I am trying to conduct a repeated measures bernoulli regression on the following data
any_11toPCUD.RData (10.2 KB)
Two measurement occasions - all11 followed by pCUD of the same Yes/No outcome meetsCrit_any for each person. These are the proportions answering Yes/No at each timepoint.
time meetsCrit_any count tot perc
<fct> <fct> <int> <int> <dbl>
1 all11 No 1306 2054 0.64
2 all11 Yes 748 2054 0.36
3 pCUD No 1414 2054 0.69
4 pCUD Yes 640 2054 0.31
Odds at timepoint all11 is 0.36/(1-0.36) = 0.56 and at timepoint pCUD is 0.31/(1-0.31) = 0.45, resulting in a manual odds-ratio of pCUD/all11 of 0.80. Admittedly this manual assumes independence of observations, which is not true. So with these hand calculations I proceed to the repeated measures logistic regression
brm(formula = meetsCrit_any ~ time + (1|record_id),
data = any_11toPCUD,
family = bernoulli) -> mod_bayes
mod_bayes
# output
# Regression Coefficients:
# Estimate Est.Error l-95% CI u-95% CI Rhat Bulk_ESS Tail_ESS
# Intercept -12.01 3.60 -21.18 -7.19 1.02 288 463
# timepCUD -5.27 1.55 -9.33 -3.24 1.01 411 526
Now clearly this log-odds coefficient is ridiculous given the relatively small difference in proportion, and the Rhat and ESS are very poor given 4000 samples. I am perplexed: thought brms would handle such a simple model effortlessly. Perhaps not so simple.
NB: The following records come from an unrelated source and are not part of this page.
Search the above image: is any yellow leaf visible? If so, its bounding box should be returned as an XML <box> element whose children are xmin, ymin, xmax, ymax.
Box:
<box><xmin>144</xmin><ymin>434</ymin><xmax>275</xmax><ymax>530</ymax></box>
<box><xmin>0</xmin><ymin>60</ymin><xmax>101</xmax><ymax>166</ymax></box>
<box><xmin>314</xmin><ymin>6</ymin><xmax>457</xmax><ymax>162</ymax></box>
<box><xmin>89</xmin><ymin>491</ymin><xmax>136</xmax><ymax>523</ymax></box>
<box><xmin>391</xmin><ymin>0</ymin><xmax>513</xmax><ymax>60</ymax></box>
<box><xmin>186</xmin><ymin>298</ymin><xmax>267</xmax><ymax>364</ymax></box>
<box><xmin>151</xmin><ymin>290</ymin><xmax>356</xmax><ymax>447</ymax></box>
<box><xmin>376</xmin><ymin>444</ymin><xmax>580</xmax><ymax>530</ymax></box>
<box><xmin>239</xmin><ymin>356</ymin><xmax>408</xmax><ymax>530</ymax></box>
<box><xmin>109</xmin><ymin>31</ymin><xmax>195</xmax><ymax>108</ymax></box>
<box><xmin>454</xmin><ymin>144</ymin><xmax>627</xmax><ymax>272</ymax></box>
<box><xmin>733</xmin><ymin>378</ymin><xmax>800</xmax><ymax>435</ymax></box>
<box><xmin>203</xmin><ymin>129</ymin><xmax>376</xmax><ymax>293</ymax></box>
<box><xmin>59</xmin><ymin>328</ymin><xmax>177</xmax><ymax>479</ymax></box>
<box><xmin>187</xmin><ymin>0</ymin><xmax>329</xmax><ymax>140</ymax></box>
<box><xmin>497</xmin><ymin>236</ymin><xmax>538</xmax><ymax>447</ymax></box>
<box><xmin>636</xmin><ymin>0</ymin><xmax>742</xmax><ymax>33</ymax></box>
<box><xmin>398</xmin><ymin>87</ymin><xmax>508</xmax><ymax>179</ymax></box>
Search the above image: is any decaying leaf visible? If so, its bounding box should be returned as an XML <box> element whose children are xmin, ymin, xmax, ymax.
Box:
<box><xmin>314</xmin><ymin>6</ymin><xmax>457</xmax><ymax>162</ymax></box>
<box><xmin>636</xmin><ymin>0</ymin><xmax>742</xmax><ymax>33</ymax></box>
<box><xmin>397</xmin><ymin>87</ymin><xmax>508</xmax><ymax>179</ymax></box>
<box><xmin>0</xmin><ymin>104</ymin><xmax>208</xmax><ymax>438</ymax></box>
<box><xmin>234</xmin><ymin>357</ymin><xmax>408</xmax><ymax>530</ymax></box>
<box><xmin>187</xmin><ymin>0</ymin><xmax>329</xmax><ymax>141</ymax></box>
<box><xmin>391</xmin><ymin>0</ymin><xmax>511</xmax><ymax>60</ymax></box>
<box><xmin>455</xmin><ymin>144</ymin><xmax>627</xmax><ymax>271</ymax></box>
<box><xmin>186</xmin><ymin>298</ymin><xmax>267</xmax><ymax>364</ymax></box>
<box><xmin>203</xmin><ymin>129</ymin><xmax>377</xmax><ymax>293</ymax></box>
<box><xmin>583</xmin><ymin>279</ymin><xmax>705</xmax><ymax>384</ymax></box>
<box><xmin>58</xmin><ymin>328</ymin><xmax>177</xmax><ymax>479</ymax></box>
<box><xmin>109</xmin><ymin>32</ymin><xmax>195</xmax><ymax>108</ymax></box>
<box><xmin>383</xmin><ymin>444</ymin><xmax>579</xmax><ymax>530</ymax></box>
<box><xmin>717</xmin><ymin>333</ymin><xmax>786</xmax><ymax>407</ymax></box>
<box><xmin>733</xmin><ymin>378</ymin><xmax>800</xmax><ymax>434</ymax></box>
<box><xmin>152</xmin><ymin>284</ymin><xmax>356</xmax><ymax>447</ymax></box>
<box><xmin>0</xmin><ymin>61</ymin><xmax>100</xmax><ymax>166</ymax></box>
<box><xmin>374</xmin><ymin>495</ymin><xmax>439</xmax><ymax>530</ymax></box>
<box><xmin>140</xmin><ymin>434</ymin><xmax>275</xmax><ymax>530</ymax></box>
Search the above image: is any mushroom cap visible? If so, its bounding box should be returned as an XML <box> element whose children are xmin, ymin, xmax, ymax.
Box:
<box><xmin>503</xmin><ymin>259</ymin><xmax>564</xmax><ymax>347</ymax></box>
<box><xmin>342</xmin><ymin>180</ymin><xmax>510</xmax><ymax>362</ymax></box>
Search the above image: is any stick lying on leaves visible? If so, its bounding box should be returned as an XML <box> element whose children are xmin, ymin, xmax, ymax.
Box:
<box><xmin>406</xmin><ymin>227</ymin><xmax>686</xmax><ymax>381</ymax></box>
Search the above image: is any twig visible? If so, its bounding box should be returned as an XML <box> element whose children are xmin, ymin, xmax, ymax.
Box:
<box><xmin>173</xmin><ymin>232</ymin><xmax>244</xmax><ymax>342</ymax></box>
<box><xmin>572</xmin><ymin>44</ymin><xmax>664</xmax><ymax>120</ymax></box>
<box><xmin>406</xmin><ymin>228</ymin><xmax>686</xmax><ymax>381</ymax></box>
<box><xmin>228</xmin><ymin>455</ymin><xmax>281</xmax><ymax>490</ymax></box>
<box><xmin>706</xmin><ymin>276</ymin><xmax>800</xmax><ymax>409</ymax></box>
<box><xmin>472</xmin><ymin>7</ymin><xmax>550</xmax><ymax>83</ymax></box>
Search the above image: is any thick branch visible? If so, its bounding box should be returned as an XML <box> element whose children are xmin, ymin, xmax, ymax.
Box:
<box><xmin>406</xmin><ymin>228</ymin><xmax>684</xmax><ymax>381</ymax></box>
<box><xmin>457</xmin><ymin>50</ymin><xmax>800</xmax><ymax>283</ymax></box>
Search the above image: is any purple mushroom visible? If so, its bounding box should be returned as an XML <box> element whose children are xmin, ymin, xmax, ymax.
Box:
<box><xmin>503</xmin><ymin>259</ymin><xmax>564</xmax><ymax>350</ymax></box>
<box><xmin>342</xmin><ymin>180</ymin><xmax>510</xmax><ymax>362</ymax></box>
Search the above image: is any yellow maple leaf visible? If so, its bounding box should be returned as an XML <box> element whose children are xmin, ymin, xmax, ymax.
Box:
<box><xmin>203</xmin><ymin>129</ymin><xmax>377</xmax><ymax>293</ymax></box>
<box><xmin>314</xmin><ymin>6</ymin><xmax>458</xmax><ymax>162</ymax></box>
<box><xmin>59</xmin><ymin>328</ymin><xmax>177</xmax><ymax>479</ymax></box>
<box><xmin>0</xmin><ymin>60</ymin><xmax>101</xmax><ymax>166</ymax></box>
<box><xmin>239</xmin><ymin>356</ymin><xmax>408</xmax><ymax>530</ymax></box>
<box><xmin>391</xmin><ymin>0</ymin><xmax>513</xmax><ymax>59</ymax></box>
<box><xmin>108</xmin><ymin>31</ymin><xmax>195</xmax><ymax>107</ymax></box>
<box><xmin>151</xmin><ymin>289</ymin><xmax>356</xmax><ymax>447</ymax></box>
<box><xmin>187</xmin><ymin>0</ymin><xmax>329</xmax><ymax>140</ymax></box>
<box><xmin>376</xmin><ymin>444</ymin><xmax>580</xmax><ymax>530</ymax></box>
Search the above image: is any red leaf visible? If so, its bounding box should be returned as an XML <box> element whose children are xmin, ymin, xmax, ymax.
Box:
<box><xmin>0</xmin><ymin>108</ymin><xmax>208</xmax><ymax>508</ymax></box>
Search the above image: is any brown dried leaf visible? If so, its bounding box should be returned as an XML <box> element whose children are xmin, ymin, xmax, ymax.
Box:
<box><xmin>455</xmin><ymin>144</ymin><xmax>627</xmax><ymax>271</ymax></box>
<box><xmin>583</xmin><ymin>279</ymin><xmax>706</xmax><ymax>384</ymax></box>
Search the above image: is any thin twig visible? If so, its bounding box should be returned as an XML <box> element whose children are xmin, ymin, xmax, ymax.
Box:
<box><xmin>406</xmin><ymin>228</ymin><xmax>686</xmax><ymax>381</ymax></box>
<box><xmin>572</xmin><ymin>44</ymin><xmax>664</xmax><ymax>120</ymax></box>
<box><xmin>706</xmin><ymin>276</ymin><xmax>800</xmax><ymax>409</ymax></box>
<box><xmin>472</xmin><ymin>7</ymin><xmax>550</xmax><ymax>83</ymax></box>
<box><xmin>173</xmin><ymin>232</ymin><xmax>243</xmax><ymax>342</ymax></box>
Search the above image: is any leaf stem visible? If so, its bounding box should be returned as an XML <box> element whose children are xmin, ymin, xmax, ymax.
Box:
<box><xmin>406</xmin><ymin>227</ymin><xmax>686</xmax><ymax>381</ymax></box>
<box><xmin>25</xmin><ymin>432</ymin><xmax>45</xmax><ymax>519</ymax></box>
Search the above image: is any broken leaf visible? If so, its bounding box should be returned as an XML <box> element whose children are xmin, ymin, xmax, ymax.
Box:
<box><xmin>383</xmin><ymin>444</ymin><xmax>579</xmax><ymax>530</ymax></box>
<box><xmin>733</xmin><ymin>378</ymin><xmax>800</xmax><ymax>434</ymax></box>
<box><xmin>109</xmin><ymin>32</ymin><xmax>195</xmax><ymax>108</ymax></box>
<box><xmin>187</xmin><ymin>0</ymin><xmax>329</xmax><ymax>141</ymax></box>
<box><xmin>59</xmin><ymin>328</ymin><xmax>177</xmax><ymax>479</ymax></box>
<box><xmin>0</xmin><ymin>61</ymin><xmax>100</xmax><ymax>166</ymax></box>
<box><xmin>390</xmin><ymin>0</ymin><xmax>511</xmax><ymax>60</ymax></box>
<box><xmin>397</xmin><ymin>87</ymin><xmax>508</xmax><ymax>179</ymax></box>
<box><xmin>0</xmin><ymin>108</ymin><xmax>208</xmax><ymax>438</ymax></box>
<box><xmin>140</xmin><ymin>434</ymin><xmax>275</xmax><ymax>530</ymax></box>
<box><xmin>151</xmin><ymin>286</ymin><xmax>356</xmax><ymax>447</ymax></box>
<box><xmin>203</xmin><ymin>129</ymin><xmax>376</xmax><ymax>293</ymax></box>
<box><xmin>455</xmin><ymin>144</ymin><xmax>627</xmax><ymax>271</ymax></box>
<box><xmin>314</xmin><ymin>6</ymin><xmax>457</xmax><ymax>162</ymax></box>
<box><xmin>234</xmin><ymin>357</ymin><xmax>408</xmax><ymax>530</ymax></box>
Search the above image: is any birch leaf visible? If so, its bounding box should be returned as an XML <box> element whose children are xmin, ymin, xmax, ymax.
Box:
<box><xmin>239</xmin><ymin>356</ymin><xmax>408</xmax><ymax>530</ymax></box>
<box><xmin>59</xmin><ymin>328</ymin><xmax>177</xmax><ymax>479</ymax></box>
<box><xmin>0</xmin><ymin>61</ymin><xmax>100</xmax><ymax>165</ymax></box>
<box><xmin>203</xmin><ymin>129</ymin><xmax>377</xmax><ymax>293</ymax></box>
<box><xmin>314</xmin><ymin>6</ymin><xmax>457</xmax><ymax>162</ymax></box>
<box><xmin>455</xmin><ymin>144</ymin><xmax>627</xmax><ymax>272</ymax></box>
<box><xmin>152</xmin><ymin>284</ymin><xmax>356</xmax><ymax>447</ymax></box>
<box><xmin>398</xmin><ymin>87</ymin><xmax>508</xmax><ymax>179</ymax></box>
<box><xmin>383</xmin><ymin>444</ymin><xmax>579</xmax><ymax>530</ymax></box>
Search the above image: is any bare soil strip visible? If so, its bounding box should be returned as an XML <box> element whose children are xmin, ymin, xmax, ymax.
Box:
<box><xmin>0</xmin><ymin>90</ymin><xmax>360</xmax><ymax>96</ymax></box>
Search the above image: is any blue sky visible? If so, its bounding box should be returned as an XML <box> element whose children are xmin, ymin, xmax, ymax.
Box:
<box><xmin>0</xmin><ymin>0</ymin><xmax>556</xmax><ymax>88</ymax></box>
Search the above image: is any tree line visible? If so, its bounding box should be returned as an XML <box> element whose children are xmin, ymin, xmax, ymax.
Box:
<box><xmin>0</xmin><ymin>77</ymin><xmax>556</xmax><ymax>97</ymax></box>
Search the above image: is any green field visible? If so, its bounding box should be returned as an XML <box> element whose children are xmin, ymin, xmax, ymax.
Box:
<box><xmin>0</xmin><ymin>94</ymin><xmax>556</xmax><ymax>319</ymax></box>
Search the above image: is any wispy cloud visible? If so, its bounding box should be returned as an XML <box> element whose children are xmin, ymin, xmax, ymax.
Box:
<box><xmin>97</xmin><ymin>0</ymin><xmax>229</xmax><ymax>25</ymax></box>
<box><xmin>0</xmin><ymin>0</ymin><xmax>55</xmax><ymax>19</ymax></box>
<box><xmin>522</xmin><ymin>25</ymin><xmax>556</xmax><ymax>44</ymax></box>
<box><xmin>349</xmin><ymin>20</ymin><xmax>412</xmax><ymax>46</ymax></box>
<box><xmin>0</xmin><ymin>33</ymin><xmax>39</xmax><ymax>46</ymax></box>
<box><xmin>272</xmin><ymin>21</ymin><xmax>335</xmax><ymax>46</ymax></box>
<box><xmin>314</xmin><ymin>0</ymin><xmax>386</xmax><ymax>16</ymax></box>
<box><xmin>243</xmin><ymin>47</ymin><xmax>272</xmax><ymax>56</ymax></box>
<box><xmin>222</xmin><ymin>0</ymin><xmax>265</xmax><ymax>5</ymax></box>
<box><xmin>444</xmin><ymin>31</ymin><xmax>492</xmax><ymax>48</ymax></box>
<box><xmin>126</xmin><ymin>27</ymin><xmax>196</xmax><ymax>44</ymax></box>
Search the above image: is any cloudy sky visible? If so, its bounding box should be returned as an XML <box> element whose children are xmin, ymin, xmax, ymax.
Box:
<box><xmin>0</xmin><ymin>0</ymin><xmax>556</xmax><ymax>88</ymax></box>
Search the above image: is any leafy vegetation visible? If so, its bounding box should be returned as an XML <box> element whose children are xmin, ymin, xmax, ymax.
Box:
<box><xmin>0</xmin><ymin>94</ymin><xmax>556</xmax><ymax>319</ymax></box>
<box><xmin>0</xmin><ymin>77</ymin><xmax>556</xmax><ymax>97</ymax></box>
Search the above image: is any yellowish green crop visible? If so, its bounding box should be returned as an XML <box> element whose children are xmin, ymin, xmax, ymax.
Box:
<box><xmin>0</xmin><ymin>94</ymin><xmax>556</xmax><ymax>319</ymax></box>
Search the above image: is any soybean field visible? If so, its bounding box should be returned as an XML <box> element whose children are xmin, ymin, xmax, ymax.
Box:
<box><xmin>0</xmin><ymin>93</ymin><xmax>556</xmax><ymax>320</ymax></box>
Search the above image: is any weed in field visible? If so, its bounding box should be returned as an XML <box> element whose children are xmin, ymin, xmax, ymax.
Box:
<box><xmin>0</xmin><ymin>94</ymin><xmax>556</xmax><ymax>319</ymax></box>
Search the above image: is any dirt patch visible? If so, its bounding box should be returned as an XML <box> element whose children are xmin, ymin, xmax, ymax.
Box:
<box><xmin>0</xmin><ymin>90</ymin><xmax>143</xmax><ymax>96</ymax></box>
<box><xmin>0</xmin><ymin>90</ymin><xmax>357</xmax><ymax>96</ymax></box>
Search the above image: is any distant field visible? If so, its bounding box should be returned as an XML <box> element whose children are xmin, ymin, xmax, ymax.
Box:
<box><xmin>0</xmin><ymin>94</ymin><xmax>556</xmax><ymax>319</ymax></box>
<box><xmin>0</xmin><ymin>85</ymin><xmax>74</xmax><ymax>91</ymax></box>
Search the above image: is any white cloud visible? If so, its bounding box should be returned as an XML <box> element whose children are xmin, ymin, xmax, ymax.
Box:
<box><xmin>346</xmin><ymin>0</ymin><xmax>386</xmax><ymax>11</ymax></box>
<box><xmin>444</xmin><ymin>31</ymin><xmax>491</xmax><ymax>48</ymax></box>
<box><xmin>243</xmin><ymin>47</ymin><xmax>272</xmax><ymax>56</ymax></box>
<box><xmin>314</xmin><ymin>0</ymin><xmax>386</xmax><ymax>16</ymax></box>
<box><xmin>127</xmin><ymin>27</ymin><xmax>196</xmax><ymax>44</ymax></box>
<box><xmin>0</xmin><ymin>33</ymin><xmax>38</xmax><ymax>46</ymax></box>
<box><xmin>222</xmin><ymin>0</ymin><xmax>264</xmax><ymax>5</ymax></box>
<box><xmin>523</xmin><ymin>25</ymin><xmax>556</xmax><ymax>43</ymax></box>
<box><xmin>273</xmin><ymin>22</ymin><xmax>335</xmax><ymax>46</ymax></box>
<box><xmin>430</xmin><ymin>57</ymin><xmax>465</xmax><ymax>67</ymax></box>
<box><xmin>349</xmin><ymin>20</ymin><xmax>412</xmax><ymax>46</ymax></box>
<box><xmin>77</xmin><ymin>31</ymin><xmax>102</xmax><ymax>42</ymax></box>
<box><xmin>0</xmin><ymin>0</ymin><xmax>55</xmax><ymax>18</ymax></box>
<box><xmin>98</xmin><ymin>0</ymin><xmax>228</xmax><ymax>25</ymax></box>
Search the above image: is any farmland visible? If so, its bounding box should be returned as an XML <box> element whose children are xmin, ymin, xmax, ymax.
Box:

Can anyone give me some advice on what I am doing wrong and why such a simple model should fail so spectacularly?
Iād really appreciate the insights of the forum here. After finding a spookily similar previous post of mine evidently from a time when I could (perfunctorily) manually code in stan, I followed of the responders advice and did some prior predictive checks. I tried a normal(0, 0.5) on the b and a normal(0,1) on the intercept and the diagnostics were all much better. However still a very large effect of log-odds = -1.9, which is yields an odds ratio of 0.15, nowhere near the 0.8 I calculated manually. Can anyone give me some advice?
Postscript
For reference an equivalent nhst analysis in the GLMMadaptive package using marginal coefficients yields much more sensible results. I include code here for completeness
library(GLMMadaptive)
mixed_model(fixed = meetsCrit_any ~ time,
random = ~1|record_id,
data = any_11toPCUD,
family = binomial) -> mod_glmm
marginal_coefs(object = mod_glmm,
std_errors = T,
sandwich = T) -> margModTime
margModTime
#output
# Estimate Std.Err z-value p-value
# (Intercept) -0.7327 0.0189 -38.6803 < 1e-04
# timepCUD -0.2330 0.0299 -7.8025 < 1e-04
When exponentiated, -0.2330 yields an odds ratio of 0.79, very close to what I calculated manually above.